“Iria sobretudo promover um enorme sentido de justiça da nossa parte e, sobretudo, a possibilidade dos centros mais centrais”, nomeadamente os hospitais de São José e Santa Maria que são os únicos que asseguram a urgência noturna de oftalmologia na área metropolitana de Lisboa, serem “mais apelativos” para conseguirem reter especialistas, disse Rita Flores.
Apesar de a urgência ser “muito importante” na parte assistencial, “não é nada apelativa” para os hospitais conseguirem preencher quadros, requisitar pessoas, criar e reter talentos.
“Muitos desses talentos preferem ir para sítios, onde o seu horário, o seu calendário, seja mais simpático”, afirmou a diretora do Serviço de Oftalmologia da Unidade Local de Saúde (ULS) São José, Rita Flores, em entrevista à agência Lusa, a propósito da integração, em janeiro, do Instituto Oftalmológico Dr. Gama Pinto nesta ULS.

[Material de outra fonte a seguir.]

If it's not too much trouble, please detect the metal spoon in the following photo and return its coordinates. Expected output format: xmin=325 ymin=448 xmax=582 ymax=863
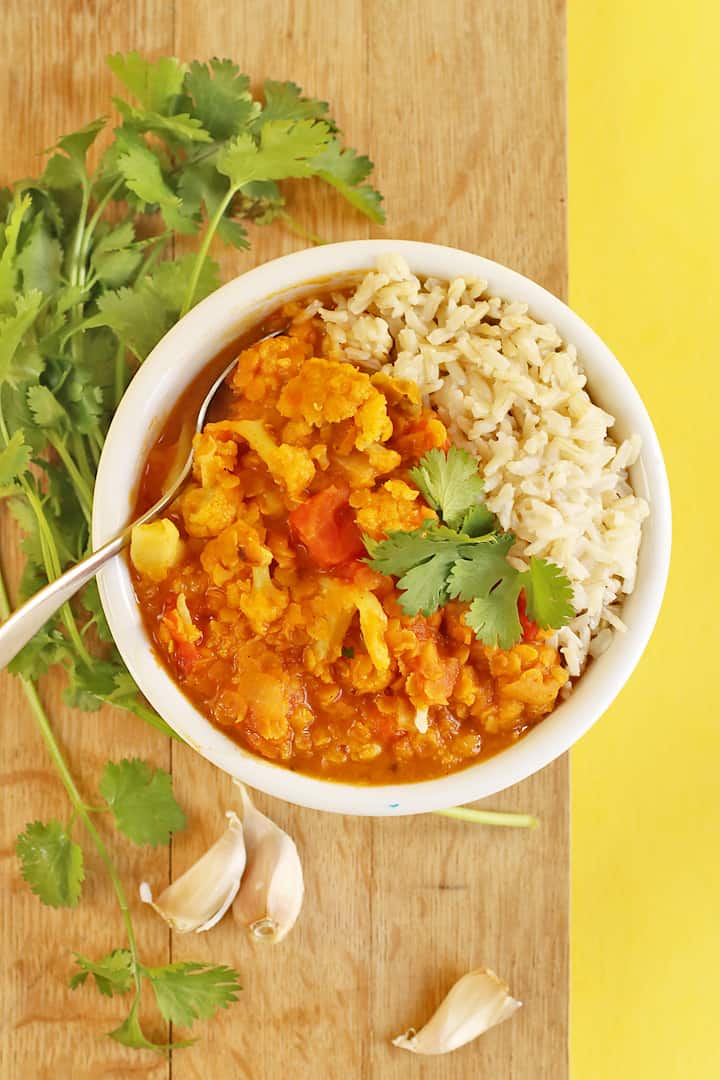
xmin=0 ymin=326 xmax=287 ymax=671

Rita Flores criticou o facto de apenas Santa Maria e São José contribuírem para a urgência metropolitana de Lisboa, numa região que integra “muitos outros hospitais com serviços de oftalmologia bem recheados”.
“Há muitos profissionais de quadro da função pública a exercerem funções nesses serviços e se tudo isto fosse distribuído por todos de uma forma harmónica eu acho que não ia promover nenhuma disrupção nas vidas pessoais de cada um”, defendeu.
No seu entender, “é um problema que merecia uma reflexão do poder político” e uma revisão, que tem sido reclamada, “porque gera um enorme sentimento de injustiça” para quem está nestes hospitais.
A agravar a situação está o facto dos médicos a partir dos 55 anos estarem dispensados de fazer urgência e a partir dos 50 deixarem de fazer urgência noturna.
“Os nossos quadros estão envelhecidos e para manter uma urgência aberta cirúrgica e médica 24 horas por dia são necessários muitos profissionais, além de que a rentabilidade dos nossos serviços também fica altamente comprometida, porque temos muita hora alocada ao serviço de urgência, o que também é injusto até em termos de rentabilidade”, salientou.
A passagem do Gama Pinto para a ULS São José também levou a alterações no serviço de urgência noturna, uma vez que os médicos do instituto colaboravam com o Hospital Santa Maria na urgência, no âmbito de um protocolo antigo que incorporava um dia por semana e um fim de semana por mês.
Com a transição dos médicos para a ULS São José, o Hospital Santa Maria perdeu esse apoio e o Hospital São José passou a fazer mais um dia de urgência por semana, passando a funcionar 24 horas todos os dias da semana.
“Agora que somos todos ULS São José tenho que também criar algum sentido de justiça em todos os elementos do meu serviço e as pessoas são escaladas de acordo com o seu horário de serviço. Não posso abrir exceções”, justificou.
Esta situação motivou descontentamento em alguns profissionais do Gama Pinto e quatro mais jovens, dois com horário de paternidade, acabaram por deixar a instituição, revelou, comentando que “são os acertos das equipas e os acertos secundários à realocação de tarefas e de funções que tem a ver com a estrutura de cada serviço”.
“É muito desestruturante para a vida das pessoas, de repente, ter que programar os fins de semana, as suas férias, de acordo com os seus bancos (…). É disruptivo para a vida pessoal de cada um e as gerações mais novas têm uma forma de pensar também muito particular nestes assuntos”, declarou.
Segundo Rita Flores, o quadro de oftalmologistas do Gama Pinto é “mais envelhecido” do que o de Lisboa Central: “Temos pessoas à beira da reforma e, aliás, este ano já se reformaram dois na sua plenitude de direitos e vão se reformar mais dois ou três até ao final do ano”, disse, contando que em janeiro 14 profissionais tinham mais de 60 anos.
Apesar da “fusão plena” dos serviços só acontecer no segundo semestre do ano, com a passagem dos profissionais e dos doentes do Hospital dos Capuchos para o Gama Pinto, alguns doentes do instituto já foram observados nos Capuchos.
“É a única forma que tenho de ajudar a reduzir a lista de espera [cirúrgica] no Gama Pinto é levar alguns doentes, que vão em grupos de centenas, para serem operados nos Capuchos” até estar tudo a funcionar em pleno.
“Se ficarem curados do seu problema oftalmológico, porque era única e exclusivamente catarata, terão alta (…) se tiverem necessidade de vigilância irão voltar seguramente para o Gama Pinto porque é aqui que estamos”, vincou Rita Flores na instituição centenária.
Relativamente à atividade assistencial, disse que o serviço de Oftalmologia do Hospital dos Capuchos faz cerca de 50.000 consultas por ano, um número que não difere muito do Gama Pinto.